Mortgage and real estate market aficionados continue to debate how to fix this bone-chilling mess. While the back and forth is going on the government has taken a leading role in actually doing something. It had to act because the private sector - let's call it Wall Street - ran itself to ground, effectively scuttling the chance it could be of any help. Despite plenty of initiatives to stem mortgage foreclosures Washington has had limited success, however, in turning things around.
It seems that identifying the real problem has been botched, to put it bluntly.
So argues a seasoned MBS, or mortgage-backed securities, analyst from Amherst Securities. Up to now efforts to prevent mortgage foreclosures through loan modifications have generally been focused on lowering the payment via lower interest rate and extending the maturity date. That, of course, has only had a marginal impact at best on the problem, as everyone knows now.

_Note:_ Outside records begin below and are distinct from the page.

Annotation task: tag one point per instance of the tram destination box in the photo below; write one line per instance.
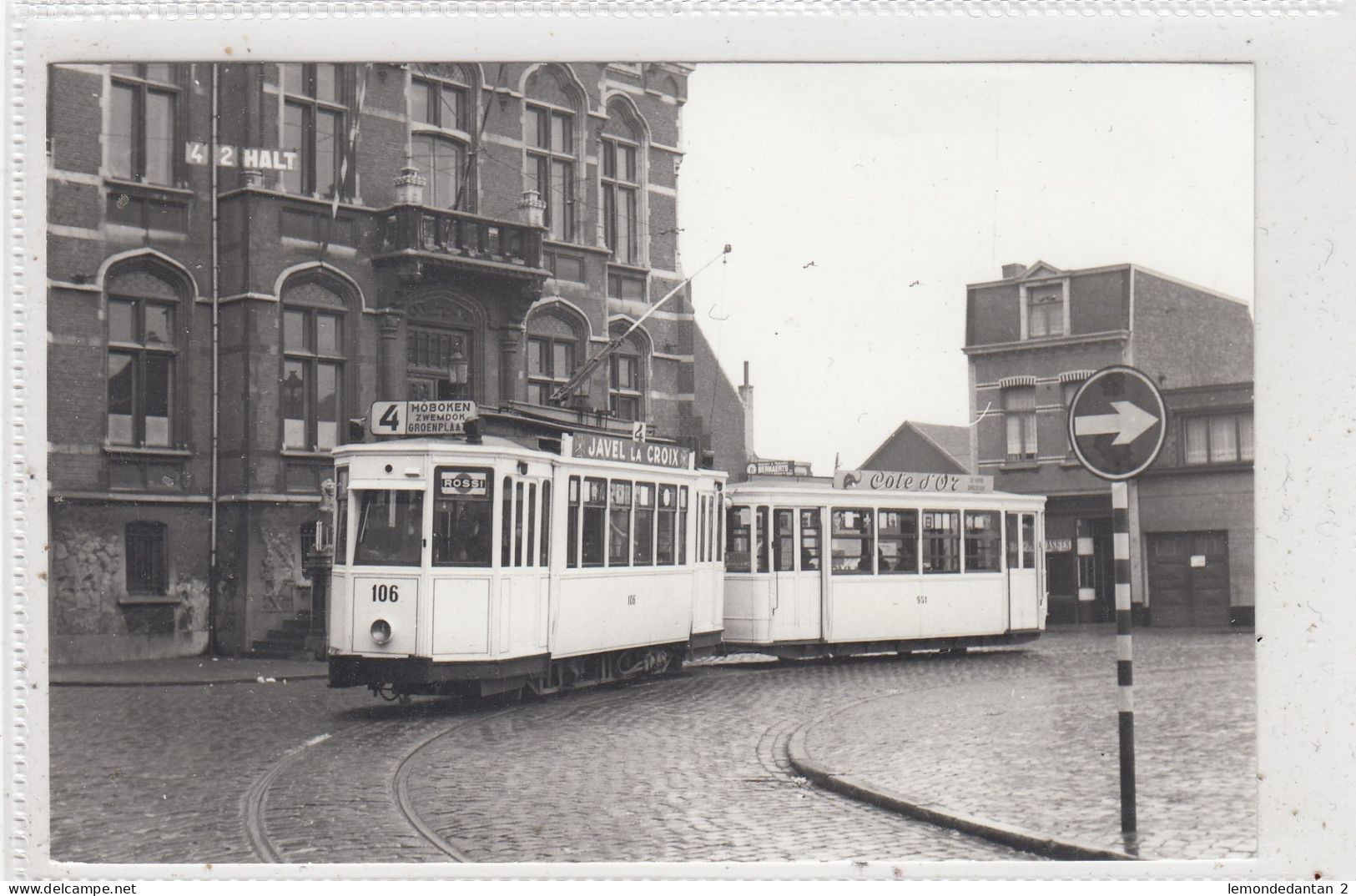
(421, 418)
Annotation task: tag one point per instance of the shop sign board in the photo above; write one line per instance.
(1117, 422)
(421, 418)
(895, 481)
(777, 468)
(253, 158)
(607, 448)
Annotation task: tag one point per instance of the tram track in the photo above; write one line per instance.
(254, 804)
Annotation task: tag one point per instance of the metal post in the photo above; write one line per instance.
(1124, 661)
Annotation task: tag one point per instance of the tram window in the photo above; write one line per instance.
(572, 525)
(852, 541)
(764, 531)
(596, 512)
(643, 534)
(517, 525)
(898, 541)
(809, 540)
(1013, 544)
(701, 529)
(941, 541)
(506, 527)
(683, 525)
(546, 523)
(1028, 541)
(982, 540)
(461, 531)
(718, 501)
(532, 525)
(390, 527)
(342, 516)
(618, 523)
(741, 538)
(784, 541)
(665, 533)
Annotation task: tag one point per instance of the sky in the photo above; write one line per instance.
(860, 201)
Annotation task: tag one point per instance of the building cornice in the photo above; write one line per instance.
(1048, 342)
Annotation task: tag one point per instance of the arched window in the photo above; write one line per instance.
(440, 334)
(557, 346)
(312, 392)
(549, 136)
(627, 379)
(441, 163)
(144, 340)
(441, 117)
(622, 179)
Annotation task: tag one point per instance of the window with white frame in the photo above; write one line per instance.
(1020, 416)
(624, 395)
(1046, 310)
(143, 342)
(143, 108)
(1218, 438)
(551, 166)
(622, 184)
(312, 379)
(440, 113)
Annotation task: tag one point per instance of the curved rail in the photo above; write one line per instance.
(255, 800)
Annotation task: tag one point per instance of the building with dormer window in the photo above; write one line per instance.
(1032, 338)
(223, 314)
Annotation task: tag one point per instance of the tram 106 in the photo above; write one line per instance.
(481, 568)
(813, 570)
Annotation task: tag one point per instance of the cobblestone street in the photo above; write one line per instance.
(687, 769)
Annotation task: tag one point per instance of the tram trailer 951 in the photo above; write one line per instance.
(820, 571)
(492, 566)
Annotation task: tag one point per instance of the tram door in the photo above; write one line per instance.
(795, 574)
(1023, 576)
(521, 621)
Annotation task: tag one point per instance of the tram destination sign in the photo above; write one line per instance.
(777, 468)
(1117, 422)
(421, 418)
(895, 481)
(607, 448)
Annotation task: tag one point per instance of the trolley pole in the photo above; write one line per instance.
(1124, 661)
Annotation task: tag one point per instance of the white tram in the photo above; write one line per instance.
(814, 571)
(490, 566)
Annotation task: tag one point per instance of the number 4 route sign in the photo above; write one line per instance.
(1117, 422)
(421, 418)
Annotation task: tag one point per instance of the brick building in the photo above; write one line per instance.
(924, 448)
(375, 227)
(1032, 338)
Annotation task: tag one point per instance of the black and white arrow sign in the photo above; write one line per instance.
(1128, 423)
(1117, 422)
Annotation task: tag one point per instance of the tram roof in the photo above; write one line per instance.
(498, 445)
(488, 444)
(820, 490)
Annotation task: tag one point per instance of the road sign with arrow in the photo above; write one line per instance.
(1117, 422)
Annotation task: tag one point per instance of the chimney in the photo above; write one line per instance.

The energy should be spent instead on solving the negative equity - or underwater - headache, she asserts. Principal reduction on first mortgages should be back on the table, despite the fact that a bill allowing bankruptcy judges to do that was just recently tossed in Congress. The other key concern is the second mortgage. Investors in them have been dragging their feet in dealing with loan mods, often flatly refusing to go along with any reasonable proposals. First or second mortgage holders still are slow in accepting the uncomfortable truth that giving up at least some principal would likely be to their benefit. Coping with the costs of fixing foreclosed homes and paying taxes, attorney's fees and real estate agent commissions can pile up over time and put a genuine dent on the bottom line. Near as anyone can tell, bankers do lose sleep over that.
Las Vegas valley - with Henderson, Southern Highlands, Silverstone Ranch, Summerlin, Anthem, Rhodes Ranch and Mountains Edge among its communities - mortgage borrowers know all about being underwater. Increasingly they are walking away from their homes, leaving their lenders with an asset that will bring them much less than owed on it in a foreclosure sale. Besides, now they have a vacant property in their hands to maintain. Lenders have been faithfully praying for a quick housing market turnaround here and throughout, but it's still many moons away. They need to wake up to the real world.
Perhaps the government can lend a hand here. Nobody wants to lose money, that's for sure. If mortgage lenders were to write off the loss of principal reduction all in one shot, good many of them would be wiped out just like that. This is where Washington comes in. It, the regulators there, could allow the loss to be phased out over a number of years; whatever, five or eight or ten years. That predictably would save the mortgage lenders and investors by giving them time to tidy up those ugly balance sheets. An incentive like this just might be the game breaker that's now needed.